Protection. Resources. Authority. Everything Nash needed, offered by the one organization in the Imperium with the power to provide it — and the power to destroy him if the arrangement soured.

"And if I decline?"

"Then my investigation continues." Thorne's voice didn't change. The implication didn't need emphasis. "I find that cooperation tends to produce better outcomes for all parties."

Nash looked at the Interrogator — young, ambitious, orthodox but pragmatic. The system rated him A-potential and Investigate 70. A man who read Volkov's file and came to talk rather than arrest. A man who saw anomalies and offered partnership before punishment.

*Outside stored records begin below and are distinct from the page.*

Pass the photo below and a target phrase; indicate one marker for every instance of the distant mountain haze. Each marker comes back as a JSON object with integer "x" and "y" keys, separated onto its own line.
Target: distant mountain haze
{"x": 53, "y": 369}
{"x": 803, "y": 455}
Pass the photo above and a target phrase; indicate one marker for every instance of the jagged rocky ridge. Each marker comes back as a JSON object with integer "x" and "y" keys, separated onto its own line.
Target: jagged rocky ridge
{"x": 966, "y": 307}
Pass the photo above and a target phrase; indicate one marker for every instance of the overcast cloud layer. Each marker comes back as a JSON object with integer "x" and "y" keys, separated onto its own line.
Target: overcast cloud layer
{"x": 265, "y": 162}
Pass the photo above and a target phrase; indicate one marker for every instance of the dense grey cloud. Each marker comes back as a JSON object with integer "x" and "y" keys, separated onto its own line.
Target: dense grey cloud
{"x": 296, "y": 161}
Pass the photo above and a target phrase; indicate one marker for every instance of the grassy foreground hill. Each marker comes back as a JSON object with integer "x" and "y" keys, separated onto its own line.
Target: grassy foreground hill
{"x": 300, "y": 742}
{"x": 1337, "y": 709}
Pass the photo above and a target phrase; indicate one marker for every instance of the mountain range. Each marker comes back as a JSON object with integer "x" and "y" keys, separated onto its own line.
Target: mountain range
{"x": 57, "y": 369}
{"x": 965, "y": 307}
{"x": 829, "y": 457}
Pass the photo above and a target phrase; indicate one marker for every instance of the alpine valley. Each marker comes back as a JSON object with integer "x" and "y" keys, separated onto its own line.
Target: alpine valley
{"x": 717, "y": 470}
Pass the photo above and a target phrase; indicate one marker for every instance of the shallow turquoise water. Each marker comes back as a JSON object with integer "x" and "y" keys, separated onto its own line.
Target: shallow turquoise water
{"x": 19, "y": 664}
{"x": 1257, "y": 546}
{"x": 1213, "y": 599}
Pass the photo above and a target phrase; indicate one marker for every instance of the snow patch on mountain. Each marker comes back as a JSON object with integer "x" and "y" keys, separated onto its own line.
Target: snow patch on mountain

Dangerous. Useful. Both, in precisely the proportions that made refusing impossible and accepting risky.

"I'll consider your proposal, Interrogator."

"Take your time." Thorne moved toward the door with the unhurried grace of someone who'd already won the negotiation and was allowing the other party the dignity of pretending otherwise. "I'm in no rush. I find that the most interesting subjects reveal themselves through patience."

He left. The door closed. Nash stood alone in the command post with Volkov's chainsword on the table and Volkov's file — the forty-seven pages that had followed him beyond the grave — now in the hands of a man whose job was to decide what Nash was worth: alive or dead.

The vox crackled. Vasquez's voice, tight with urgency: "Sir. Northern scouts reporting. Ork activity — patrol-strength elements, organized, moving south."

Nash's enhanced cognition processed the report, cross-referenced with meta-knowledge that had already failed him twice, and reached the conclusion the data supported.

"Gorgrim."

"Looks like it, sir. The scouts estimate—"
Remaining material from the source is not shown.